LIFOU : Événements de LIFOU pendant la période 1992 / 1993.
Durant la période s'étendant de la fusillade de THUAHAIK LIFOU et les négociations pour les nouvelles élections municipales, l'île de LIFOU a été plusieurs fois isolée de toute communication téléphonique.
Cette période couvre en outre les"tabassages'', bagarres diverses, fusillade, le congrès du F.U.L.K., la grève USOENC-FONCTION PUBLIQUE menée par ROSINE STRETTER, grève déclenchée par le licenciement au bon moment de personnes relevant de ce syndicat.
Ces isolements téléphoniques duraient parfois quelques heures.
D.G. :
Lors de ma dernière audition effectuée par MARTINE VARACHE, juge d'instruction au tribunal de NOUMEA, je mettais en cause le gouvernement français par l'intermédiaire de ses services secrets dans l'élaboration de la filière d'envois de kanaks en stage de formation au terrorisme en LIBYE
( il s'agit bien sûr de la dernière audition avant le dépôt de la présente plainte en date du 30 juillet 1994 ).
Après avoir dénoncé les agissements du chef de la brigade de recherches MARC REVAULT dans une lettre non suivie d'effet, je déposais ainsi que JOSEPH WANANIJE plusieurs plaintes le 08 juillet 1994.auprès d'YVES LEBOURDON, procureur de la république en NOUVELLE-CALEDONIE.

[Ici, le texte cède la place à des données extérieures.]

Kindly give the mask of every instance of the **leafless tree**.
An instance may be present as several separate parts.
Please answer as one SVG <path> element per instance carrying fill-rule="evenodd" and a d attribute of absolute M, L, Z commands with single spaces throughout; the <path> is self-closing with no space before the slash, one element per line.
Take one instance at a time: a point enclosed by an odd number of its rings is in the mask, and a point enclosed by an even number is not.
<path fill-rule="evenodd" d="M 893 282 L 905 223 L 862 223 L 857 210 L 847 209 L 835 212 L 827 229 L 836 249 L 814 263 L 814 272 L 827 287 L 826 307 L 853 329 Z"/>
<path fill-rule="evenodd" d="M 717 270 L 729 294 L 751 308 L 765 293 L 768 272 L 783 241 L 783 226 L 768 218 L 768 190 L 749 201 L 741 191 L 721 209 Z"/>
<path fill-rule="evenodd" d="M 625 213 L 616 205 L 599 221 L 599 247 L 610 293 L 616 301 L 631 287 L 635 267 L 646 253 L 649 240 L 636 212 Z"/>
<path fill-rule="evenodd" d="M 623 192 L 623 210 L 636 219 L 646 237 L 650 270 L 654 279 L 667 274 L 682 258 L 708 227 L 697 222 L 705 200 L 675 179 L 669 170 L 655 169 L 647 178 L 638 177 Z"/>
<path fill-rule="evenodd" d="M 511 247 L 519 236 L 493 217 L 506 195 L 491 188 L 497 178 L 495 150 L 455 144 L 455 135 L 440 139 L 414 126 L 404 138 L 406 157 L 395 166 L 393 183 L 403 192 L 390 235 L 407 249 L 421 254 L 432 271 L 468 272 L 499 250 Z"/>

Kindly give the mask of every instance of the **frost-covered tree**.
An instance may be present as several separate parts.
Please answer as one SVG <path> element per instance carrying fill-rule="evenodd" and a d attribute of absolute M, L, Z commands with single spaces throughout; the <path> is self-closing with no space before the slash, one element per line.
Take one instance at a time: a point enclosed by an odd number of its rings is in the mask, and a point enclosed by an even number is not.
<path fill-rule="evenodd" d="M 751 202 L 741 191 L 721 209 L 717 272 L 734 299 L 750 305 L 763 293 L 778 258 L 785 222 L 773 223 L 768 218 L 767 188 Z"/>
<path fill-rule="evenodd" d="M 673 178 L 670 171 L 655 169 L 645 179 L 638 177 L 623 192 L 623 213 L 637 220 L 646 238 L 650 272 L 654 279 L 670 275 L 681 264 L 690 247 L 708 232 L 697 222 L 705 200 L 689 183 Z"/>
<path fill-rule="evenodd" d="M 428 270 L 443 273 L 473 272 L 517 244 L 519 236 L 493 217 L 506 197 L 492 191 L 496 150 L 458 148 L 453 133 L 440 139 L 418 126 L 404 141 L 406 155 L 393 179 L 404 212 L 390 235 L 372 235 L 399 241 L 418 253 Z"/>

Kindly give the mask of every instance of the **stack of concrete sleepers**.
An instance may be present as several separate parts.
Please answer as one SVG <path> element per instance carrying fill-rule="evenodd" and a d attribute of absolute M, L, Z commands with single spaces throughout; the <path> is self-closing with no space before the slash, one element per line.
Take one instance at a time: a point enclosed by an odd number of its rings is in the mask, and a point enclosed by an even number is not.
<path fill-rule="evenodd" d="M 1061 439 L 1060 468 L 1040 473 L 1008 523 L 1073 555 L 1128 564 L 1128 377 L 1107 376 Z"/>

Une des plaintes, la plus importante, concernait la collusion des services secrets français avec la LIBYE par l'intermédiaire de FRANCK WAHUZUE.
Le jeudi 28 juillet 1994 à 9 heures 30 JOSEPH WANANIJE était convoqué par le procureur de la république YVES LEBOURDON, au sujet de ses plaintes.

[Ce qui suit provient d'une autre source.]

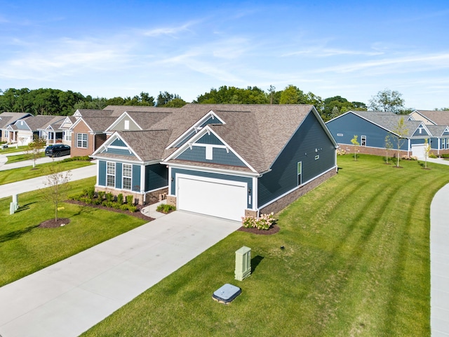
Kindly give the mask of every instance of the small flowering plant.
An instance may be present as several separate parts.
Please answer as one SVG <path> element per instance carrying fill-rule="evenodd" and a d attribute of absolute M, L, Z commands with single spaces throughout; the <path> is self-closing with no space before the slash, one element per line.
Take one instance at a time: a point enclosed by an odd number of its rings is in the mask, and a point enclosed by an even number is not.
<path fill-rule="evenodd" d="M 269 214 L 261 214 L 258 219 L 253 216 L 245 216 L 241 218 L 242 225 L 246 228 L 257 228 L 257 230 L 269 230 L 276 219 L 273 217 L 274 213 Z"/>

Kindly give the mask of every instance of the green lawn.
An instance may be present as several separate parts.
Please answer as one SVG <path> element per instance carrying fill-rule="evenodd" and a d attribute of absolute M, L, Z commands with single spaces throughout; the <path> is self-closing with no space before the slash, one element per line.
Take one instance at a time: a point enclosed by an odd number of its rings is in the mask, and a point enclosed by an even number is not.
<path fill-rule="evenodd" d="M 45 157 L 44 152 L 39 153 L 39 156 L 38 158 L 43 158 Z M 16 163 L 18 161 L 23 161 L 24 160 L 31 160 L 32 158 L 29 158 L 29 154 L 15 154 L 13 156 L 8 156 L 8 161 L 6 162 L 6 165 L 11 163 Z"/>
<path fill-rule="evenodd" d="M 338 164 L 279 215 L 279 233 L 234 232 L 83 336 L 430 336 L 429 206 L 449 166 Z M 242 246 L 253 272 L 239 282 Z M 211 298 L 225 283 L 242 289 L 229 305 Z"/>
<path fill-rule="evenodd" d="M 58 165 L 61 170 L 68 171 L 92 165 L 92 163 L 82 160 L 72 160 L 70 161 L 62 160 L 61 161 L 55 161 L 54 163 L 39 164 L 36 165 L 35 168 L 33 168 L 32 166 L 26 166 L 0 171 L 0 185 L 9 184 L 10 183 L 45 176 L 48 174 L 48 167 L 51 165 Z"/>
<path fill-rule="evenodd" d="M 25 151 L 28 147 L 27 145 L 19 146 L 17 149 L 15 148 L 15 145 L 8 145 L 8 148 L 2 149 L 1 144 L 0 144 L 0 154 L 6 154 L 7 153 L 14 153 L 14 152 L 20 152 L 21 151 Z"/>
<path fill-rule="evenodd" d="M 70 183 L 70 194 L 92 186 L 95 178 Z M 39 228 L 54 217 L 54 206 L 43 200 L 45 190 L 19 194 L 20 208 L 9 214 L 11 198 L 0 199 L 0 286 L 52 265 L 147 221 L 126 214 L 63 203 L 59 218 L 70 223 Z"/>

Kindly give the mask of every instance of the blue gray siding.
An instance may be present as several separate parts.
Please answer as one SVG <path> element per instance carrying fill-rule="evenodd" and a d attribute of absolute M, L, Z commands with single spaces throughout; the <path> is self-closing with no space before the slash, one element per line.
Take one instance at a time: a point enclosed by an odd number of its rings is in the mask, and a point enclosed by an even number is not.
<path fill-rule="evenodd" d="M 133 165 L 131 190 L 133 192 L 140 191 L 140 169 L 139 165 Z"/>
<path fill-rule="evenodd" d="M 229 180 L 229 181 L 239 181 L 241 183 L 246 183 L 248 184 L 248 189 L 246 191 L 246 194 L 247 194 L 246 199 L 248 200 L 246 206 L 248 209 L 252 208 L 252 205 L 249 204 L 249 197 L 251 196 L 251 194 L 253 193 L 253 179 L 250 178 L 239 177 L 237 176 L 230 176 L 228 174 L 213 173 L 211 172 L 202 172 L 202 171 L 192 171 L 192 170 L 185 170 L 182 168 L 172 168 L 171 169 L 172 176 L 169 177 L 170 178 L 173 178 L 171 183 L 171 190 L 170 191 L 170 194 L 172 195 L 176 194 L 176 175 L 177 174 L 187 174 L 189 176 L 194 176 L 196 177 L 210 178 L 214 179 L 222 179 L 224 180 Z M 251 194 L 250 194 L 250 191 Z M 253 198 L 251 198 L 251 199 L 253 199 Z"/>
<path fill-rule="evenodd" d="M 145 191 L 152 191 L 168 185 L 168 169 L 156 164 L 145 166 Z"/>
<path fill-rule="evenodd" d="M 326 126 L 339 144 L 351 145 L 351 140 L 354 135 L 358 136 L 357 140 L 360 143 L 361 136 L 366 136 L 366 146 L 384 148 L 385 137 L 389 135 L 393 147 L 396 146 L 394 143 L 396 136 L 394 134 L 351 112 L 328 121 Z M 405 151 L 408 150 L 406 140 L 403 142 L 401 149 Z"/>
<path fill-rule="evenodd" d="M 106 161 L 98 161 L 98 185 L 106 186 Z"/>
<path fill-rule="evenodd" d="M 126 147 L 126 145 L 125 145 L 125 143 L 120 138 L 116 138 L 115 140 L 114 140 L 112 143 L 111 143 L 112 146 L 121 146 L 122 147 Z"/>
<path fill-rule="evenodd" d="M 223 143 L 213 133 L 205 133 L 201 138 L 195 143 L 198 144 L 212 144 L 214 145 L 224 145 Z"/>
<path fill-rule="evenodd" d="M 121 163 L 115 163 L 115 188 L 121 189 L 123 178 Z"/>
<path fill-rule="evenodd" d="M 202 163 L 219 164 L 233 166 L 245 167 L 245 164 L 232 151 L 227 152 L 224 148 L 214 147 L 212 152 L 212 160 L 206 159 L 206 147 L 192 146 L 188 147 L 176 157 L 177 159 L 200 161 Z"/>
<path fill-rule="evenodd" d="M 131 177 L 131 190 L 134 192 L 140 191 L 140 165 L 133 165 Z M 115 188 L 121 190 L 123 182 L 123 164 L 115 163 Z M 106 186 L 106 161 L 98 161 L 98 185 Z"/>
<path fill-rule="evenodd" d="M 119 154 L 121 156 L 135 157 L 132 153 L 130 153 L 128 149 L 114 149 L 114 148 L 108 147 L 107 150 L 105 150 L 105 151 L 102 151 L 101 153 L 109 153 L 110 154 Z"/>
<path fill-rule="evenodd" d="M 319 159 L 316 159 L 316 156 Z M 316 117 L 309 113 L 272 166 L 257 179 L 259 207 L 297 186 L 297 163 L 305 183 L 335 166 L 335 148 Z"/>

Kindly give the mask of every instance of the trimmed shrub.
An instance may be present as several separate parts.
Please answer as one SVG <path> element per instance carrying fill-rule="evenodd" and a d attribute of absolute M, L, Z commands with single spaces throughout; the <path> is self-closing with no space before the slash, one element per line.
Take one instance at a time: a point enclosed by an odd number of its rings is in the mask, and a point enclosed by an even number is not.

En effet, celui-ci était le principal témoin à charge de FRANCK WAHUZUE dans le dossier LIBYEN, bien que ce point n'ait pas été abordé au cours de l'entretien.
Le lendemain vendredi 29 juillet 1994, la situation téléphonique empirait, mais bien sûr ce n'était qu'une coïncidence de plus...

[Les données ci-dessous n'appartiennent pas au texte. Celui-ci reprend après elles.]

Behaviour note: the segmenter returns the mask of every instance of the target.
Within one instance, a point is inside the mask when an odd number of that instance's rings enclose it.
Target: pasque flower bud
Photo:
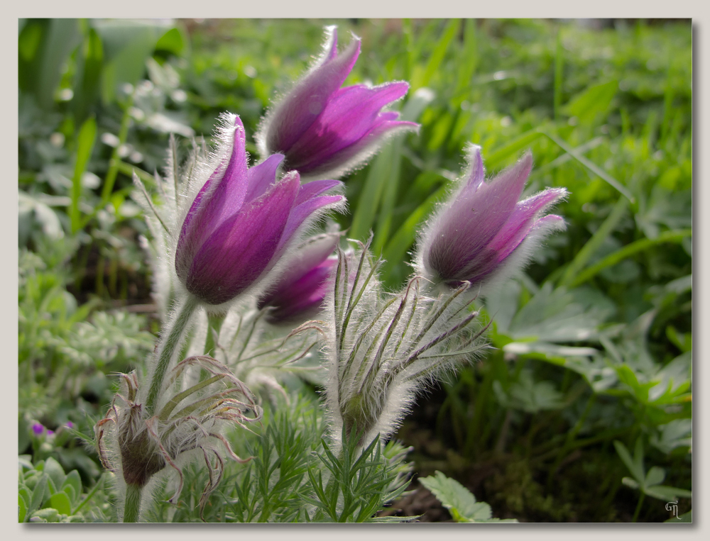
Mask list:
[[[417,129],[398,114],[383,111],[409,89],[405,82],[340,88],[360,54],[354,38],[338,54],[334,26],[316,64],[267,113],[256,135],[259,151],[280,152],[288,169],[305,179],[337,178],[373,154],[395,131]]]
[[[321,180],[302,186],[290,171],[277,181],[283,156],[248,168],[244,126],[234,127],[228,160],[220,162],[193,201],[180,233],[175,270],[202,303],[219,305],[252,287],[277,263],[307,221],[344,201],[322,195],[340,184]]]
[[[338,263],[332,254],[339,240],[340,233],[326,233],[296,248],[274,287],[258,301],[259,308],[271,307],[267,320],[293,322],[318,313],[332,286],[329,279]]]
[[[518,201],[532,168],[530,152],[488,182],[480,147],[471,147],[469,163],[460,187],[425,228],[416,257],[418,272],[450,287],[481,284],[522,266],[532,247],[564,227],[560,216],[544,216],[567,195],[564,188]]]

Il faut dire que nous nous étions arrangés JOSEPH WANANIJE et moi, pour provoquer quelques fuites à l'extérieur depuis plus d'un mois et demi...
Il suffit de lire le journal Les NOUVELLES CALEDONIENNES, plus particulièrement le numéro 6971 du 03 août 1994, un article intitulé ''LES APPELS DU CALL-BACK AUX ABONNES ABSENTS'' où il est précisé :
'Depuis vendredi dernier ( 29 juillet 1994 ), l'une des deux sociétés vendeuses du CALL-BACK à NOUMEA voit son système bloqué sur toute la ligne. La seconde société est à peine mieux lotie que sa consur... Seulement un appel sur cinq parvient à passer...
Quant au président du conseil d'administration de l'office des postes et télécommunications, monsieur THIERRY LATASTE, ( également secrétaire général du territoire ), il rendait carrément son tablier :
" aucun commentaire particulier en ce sens que je ne suis pas au courant... "" Ben voyons !
NOTE SUPPLEMENTAIRE
Lors de l'entretien du 28 juillet 1994, JOSEPH WANANIJE avait expliqué au procureur YVES LEBOURDON tout ce qu'il savait sur les marchés-corruption.
C'est d'ailleurs sous sa seule direction qu'ont été rédigées les pages portant le titre les MARCHES-CORRUPTION figurant dans la plainte du 30 juillet 1994.
Le procureur YVES LEBOURDON avait même déclaré à son interlocuteur : " Vous allez avoir la D.S.T., la SECURITE MILITAIRE etc. Il ne faudra pas me laisser sur le bord de la route, GUY DIJOU et vous... ".
C'est de retour du tribunal de NOUMEA que JOSEPH WANANIJE m'avait rapporté toute la teneur de cet entretien.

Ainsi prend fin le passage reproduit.